The goals and objectives of the fellowship are based on the six Accreditation Council for Graduate Medical Education (ACGME) competencies for each year of training:

  1. Interpersonal and communication skills
  2. Medical knowledge
  3. Patient care
  4. Practice-based learning and improvement
  5. Professionalism
  6. Systems-based practice

Cardiovascular Medicine Educational Goals

The fellowship is a continuous process of professional and academic growth, with each individual progressing at a somewhat different pace and along a unique path. Nevertheless, the general expectation is that senior fellows will not only master the subject content necessary to care for patients with cardiovascular disease but will also develop a sophistication and maturity of clinical judgment. Appropriate knowledge of leading-edge and experimental treatments that may be utilized for a patient's care is another quality desired of senior fellows. As they obtain this sophistication, judgment and knowledge, fellows play an increasingly prominent leadership role in guiding education and patient care with the house staff and medical students.

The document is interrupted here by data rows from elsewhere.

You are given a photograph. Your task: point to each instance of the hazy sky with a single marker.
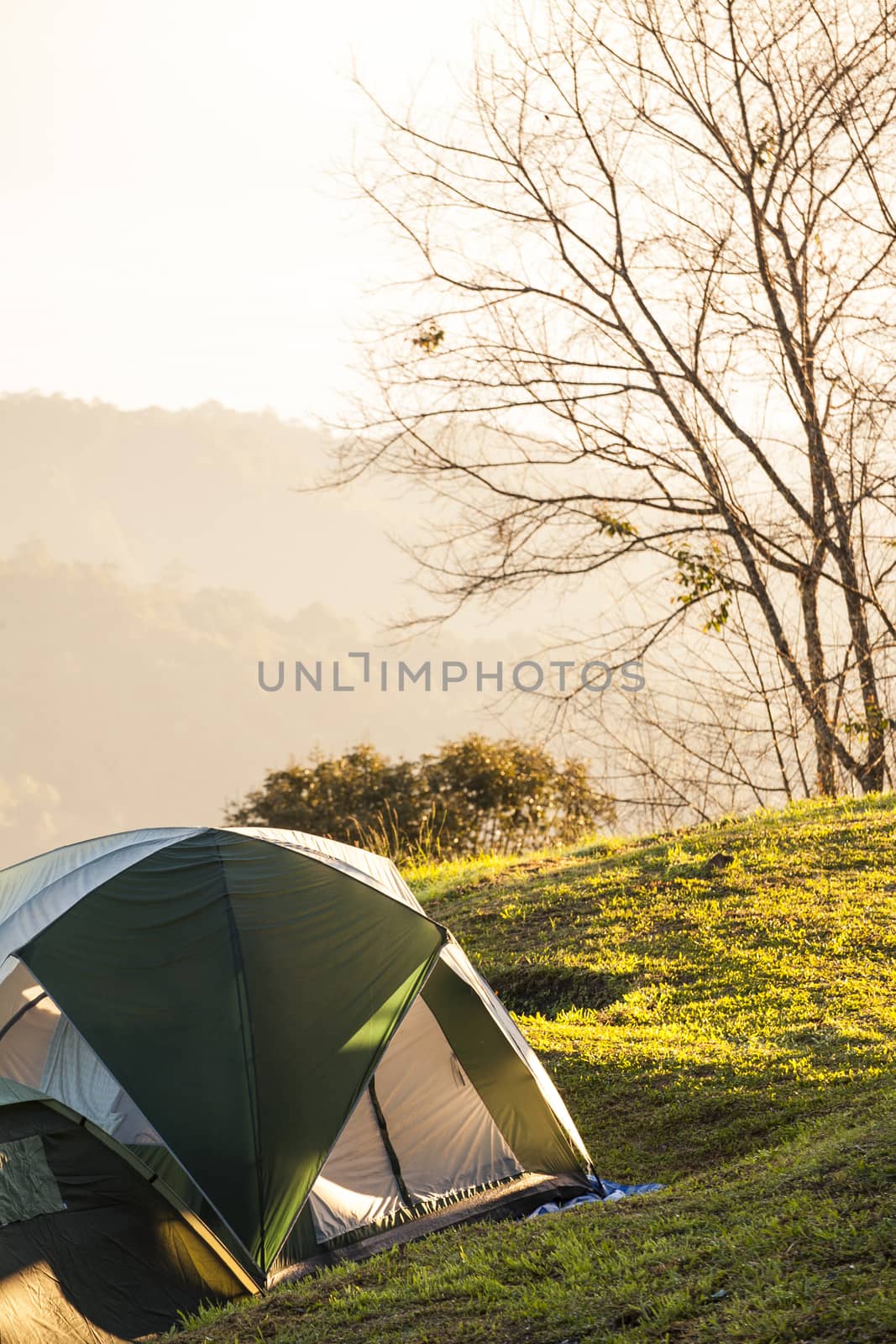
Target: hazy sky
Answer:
(170, 225)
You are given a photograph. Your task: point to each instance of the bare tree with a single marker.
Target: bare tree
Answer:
(653, 335)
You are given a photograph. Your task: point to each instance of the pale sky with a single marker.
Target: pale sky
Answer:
(170, 225)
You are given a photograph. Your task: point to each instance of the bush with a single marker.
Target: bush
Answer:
(470, 796)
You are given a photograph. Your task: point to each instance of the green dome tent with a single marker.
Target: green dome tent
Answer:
(224, 1053)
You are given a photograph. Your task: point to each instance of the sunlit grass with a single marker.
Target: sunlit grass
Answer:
(738, 1043)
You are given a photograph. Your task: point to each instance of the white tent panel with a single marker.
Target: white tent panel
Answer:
(40, 1048)
(356, 1184)
(454, 956)
(29, 1019)
(443, 1136)
(35, 893)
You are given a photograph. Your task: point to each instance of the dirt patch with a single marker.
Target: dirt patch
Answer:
(553, 990)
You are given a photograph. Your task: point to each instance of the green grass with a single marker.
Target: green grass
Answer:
(727, 1032)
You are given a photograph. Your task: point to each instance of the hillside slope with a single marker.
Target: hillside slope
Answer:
(719, 1010)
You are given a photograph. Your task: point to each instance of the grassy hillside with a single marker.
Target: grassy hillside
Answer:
(719, 1010)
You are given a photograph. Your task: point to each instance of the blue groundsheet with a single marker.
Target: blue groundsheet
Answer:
(604, 1193)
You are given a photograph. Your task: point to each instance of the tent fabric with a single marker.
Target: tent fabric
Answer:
(116, 1261)
(76, 1075)
(222, 1055)
(27, 1186)
(269, 1028)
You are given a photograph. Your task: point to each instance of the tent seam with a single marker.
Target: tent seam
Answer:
(248, 1035)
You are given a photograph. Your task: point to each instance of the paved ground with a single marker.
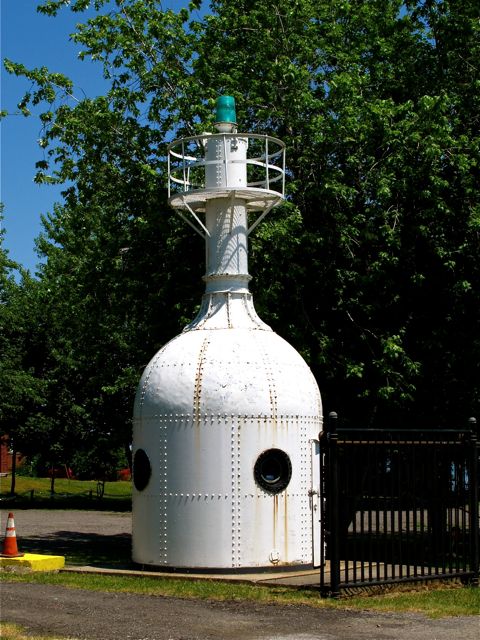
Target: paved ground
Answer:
(106, 616)
(99, 537)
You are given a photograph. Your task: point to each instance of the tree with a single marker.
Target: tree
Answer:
(375, 248)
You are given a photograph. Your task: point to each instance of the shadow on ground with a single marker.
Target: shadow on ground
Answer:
(81, 548)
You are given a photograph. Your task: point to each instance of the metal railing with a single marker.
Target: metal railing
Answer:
(265, 162)
(398, 505)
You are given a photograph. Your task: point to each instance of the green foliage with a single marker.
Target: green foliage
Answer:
(375, 250)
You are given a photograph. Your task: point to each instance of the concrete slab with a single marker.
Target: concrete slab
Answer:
(294, 579)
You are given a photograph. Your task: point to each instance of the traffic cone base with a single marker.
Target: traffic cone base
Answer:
(10, 549)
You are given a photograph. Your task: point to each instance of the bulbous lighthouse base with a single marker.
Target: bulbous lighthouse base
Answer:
(226, 425)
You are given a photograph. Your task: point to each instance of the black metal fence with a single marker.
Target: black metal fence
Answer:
(398, 505)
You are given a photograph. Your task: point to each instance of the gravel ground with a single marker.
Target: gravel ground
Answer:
(105, 616)
(83, 537)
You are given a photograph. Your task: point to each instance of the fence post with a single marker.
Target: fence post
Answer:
(333, 507)
(474, 497)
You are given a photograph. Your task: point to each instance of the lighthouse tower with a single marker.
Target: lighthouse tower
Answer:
(227, 414)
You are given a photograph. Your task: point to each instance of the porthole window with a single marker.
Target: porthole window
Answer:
(273, 470)
(141, 470)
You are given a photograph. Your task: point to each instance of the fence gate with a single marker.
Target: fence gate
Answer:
(398, 505)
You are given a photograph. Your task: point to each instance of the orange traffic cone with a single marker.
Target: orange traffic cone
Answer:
(10, 549)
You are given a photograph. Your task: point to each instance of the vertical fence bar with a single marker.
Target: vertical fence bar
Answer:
(334, 506)
(473, 507)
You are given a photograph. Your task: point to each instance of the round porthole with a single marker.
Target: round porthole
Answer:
(141, 470)
(273, 470)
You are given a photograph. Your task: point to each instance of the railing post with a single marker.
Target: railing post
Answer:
(474, 497)
(333, 508)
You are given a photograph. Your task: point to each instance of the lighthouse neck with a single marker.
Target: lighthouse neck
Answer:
(226, 246)
(226, 216)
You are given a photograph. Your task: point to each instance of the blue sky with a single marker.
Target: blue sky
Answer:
(35, 40)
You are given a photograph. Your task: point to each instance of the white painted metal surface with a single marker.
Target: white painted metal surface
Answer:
(217, 397)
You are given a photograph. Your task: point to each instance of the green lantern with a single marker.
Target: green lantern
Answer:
(225, 110)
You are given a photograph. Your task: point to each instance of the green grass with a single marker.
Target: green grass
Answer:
(433, 602)
(79, 494)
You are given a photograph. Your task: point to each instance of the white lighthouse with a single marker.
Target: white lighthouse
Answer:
(227, 414)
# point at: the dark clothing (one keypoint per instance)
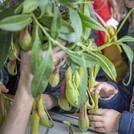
(121, 102)
(11, 82)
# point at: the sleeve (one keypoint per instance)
(126, 123)
(120, 101)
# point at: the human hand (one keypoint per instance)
(105, 90)
(104, 120)
(4, 89)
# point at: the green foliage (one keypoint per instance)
(51, 22)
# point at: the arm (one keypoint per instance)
(123, 123)
(20, 110)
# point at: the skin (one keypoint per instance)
(105, 90)
(4, 89)
(108, 119)
(18, 115)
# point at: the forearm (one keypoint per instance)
(113, 4)
(20, 110)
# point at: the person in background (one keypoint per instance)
(103, 13)
(118, 104)
(18, 115)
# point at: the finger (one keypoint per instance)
(100, 129)
(96, 124)
(4, 89)
(97, 111)
(95, 118)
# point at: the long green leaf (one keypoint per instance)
(37, 55)
(5, 42)
(128, 51)
(68, 3)
(56, 23)
(42, 74)
(106, 65)
(126, 39)
(90, 61)
(91, 23)
(43, 4)
(83, 88)
(67, 36)
(30, 5)
(84, 9)
(76, 23)
(15, 23)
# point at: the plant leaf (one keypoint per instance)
(56, 23)
(91, 23)
(76, 23)
(84, 9)
(5, 42)
(83, 88)
(30, 5)
(90, 61)
(68, 3)
(106, 65)
(128, 52)
(126, 39)
(42, 74)
(15, 23)
(37, 55)
(43, 4)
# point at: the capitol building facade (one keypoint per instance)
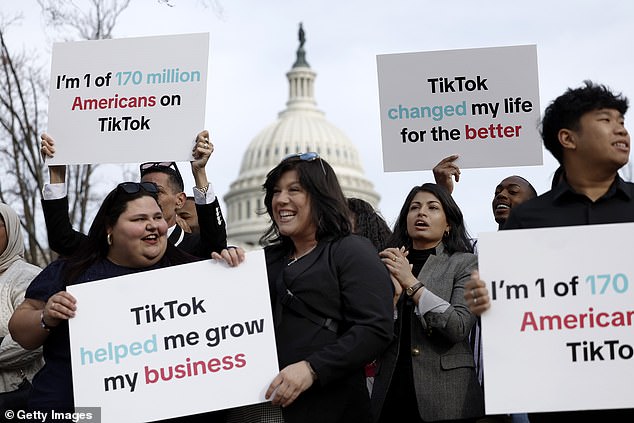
(300, 128)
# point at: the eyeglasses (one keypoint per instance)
(134, 187)
(167, 167)
(307, 157)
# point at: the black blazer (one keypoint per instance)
(346, 281)
(65, 240)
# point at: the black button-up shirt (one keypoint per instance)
(562, 206)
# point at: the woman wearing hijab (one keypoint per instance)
(16, 274)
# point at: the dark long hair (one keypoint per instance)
(369, 223)
(95, 246)
(329, 209)
(458, 239)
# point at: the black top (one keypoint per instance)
(65, 240)
(562, 206)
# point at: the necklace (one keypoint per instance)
(295, 258)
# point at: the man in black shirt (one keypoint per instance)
(584, 130)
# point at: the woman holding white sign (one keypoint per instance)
(428, 372)
(331, 295)
(17, 365)
(128, 235)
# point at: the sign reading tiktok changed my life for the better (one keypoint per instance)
(128, 100)
(482, 104)
(173, 342)
(559, 334)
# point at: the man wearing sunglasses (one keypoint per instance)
(64, 240)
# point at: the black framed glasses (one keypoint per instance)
(307, 157)
(134, 187)
(165, 167)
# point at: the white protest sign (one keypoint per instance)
(559, 334)
(128, 100)
(482, 104)
(176, 341)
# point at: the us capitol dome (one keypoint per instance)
(300, 128)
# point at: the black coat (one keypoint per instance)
(345, 281)
(65, 240)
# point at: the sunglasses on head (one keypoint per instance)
(134, 187)
(169, 167)
(307, 157)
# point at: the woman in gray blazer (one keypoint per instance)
(428, 373)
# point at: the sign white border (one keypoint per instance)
(128, 100)
(581, 277)
(118, 338)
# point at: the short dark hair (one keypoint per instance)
(458, 239)
(95, 245)
(168, 168)
(566, 110)
(329, 208)
(531, 189)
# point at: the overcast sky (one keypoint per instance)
(253, 45)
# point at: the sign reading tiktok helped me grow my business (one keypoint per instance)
(559, 335)
(173, 342)
(128, 100)
(482, 104)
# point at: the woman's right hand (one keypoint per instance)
(60, 306)
(476, 294)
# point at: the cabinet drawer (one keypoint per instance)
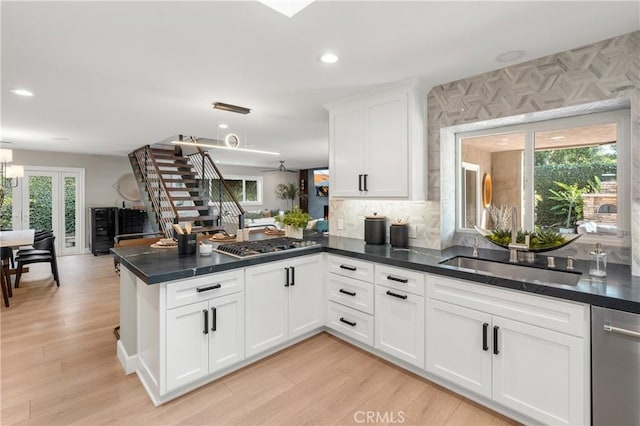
(353, 293)
(350, 322)
(180, 293)
(401, 279)
(351, 268)
(557, 315)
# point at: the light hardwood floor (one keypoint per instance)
(59, 366)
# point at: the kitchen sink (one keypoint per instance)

The educational goals and objectives of the program are achieved through a combination of the following.

Clinical Rotations

Our clinical curriculum is a milestone, competency-based model that meets the Core Cardiology Training Symposium (COCATS 4) recommendations of the American College of Cardiology. Learn more about clinical rotations.

Journal Club

Fellows conduct biweekly Journal Clubs with faculty mentors to discuss recently published literature. The overall aims are to:

  • Understand the basic background information behind each article
  • Describe the methods (e.g. type of study, blinding, randomization)
  • Reviewbasic statistics (odd ratios, relative risks, number needed to treat/harm, Kaplan Meier, Cox regression)
  • Analyze the results of the trial, future implications, clinical relevancy

Mentored Research

Throughout the clinical years of training, fellows are encouraged to initiate and develop plans for research years. Learn more about research training.

Procedures

The training program provides a robust volume of procedures available to our fellows.

Graduates typically perform more than:

  • 500 cardiac catheterizations
  • 150 transthoracic echocardiograms (TTE)
  • 100 transesophageal echocardiograms (TEE)

Graduates typical read more than:

  • 600 TTE
  • 100 stress echocardiograms
  • 300 nuclear scans
  • 50 cardiac MRs
  • 200 coronary calcium scores
  • 200 CT coronary angiograms

Simulations

Trainees have 24 hour access to the HeartWorks© Transesophageal echocardiography simulator and the Transthoracic echocardiography simulator.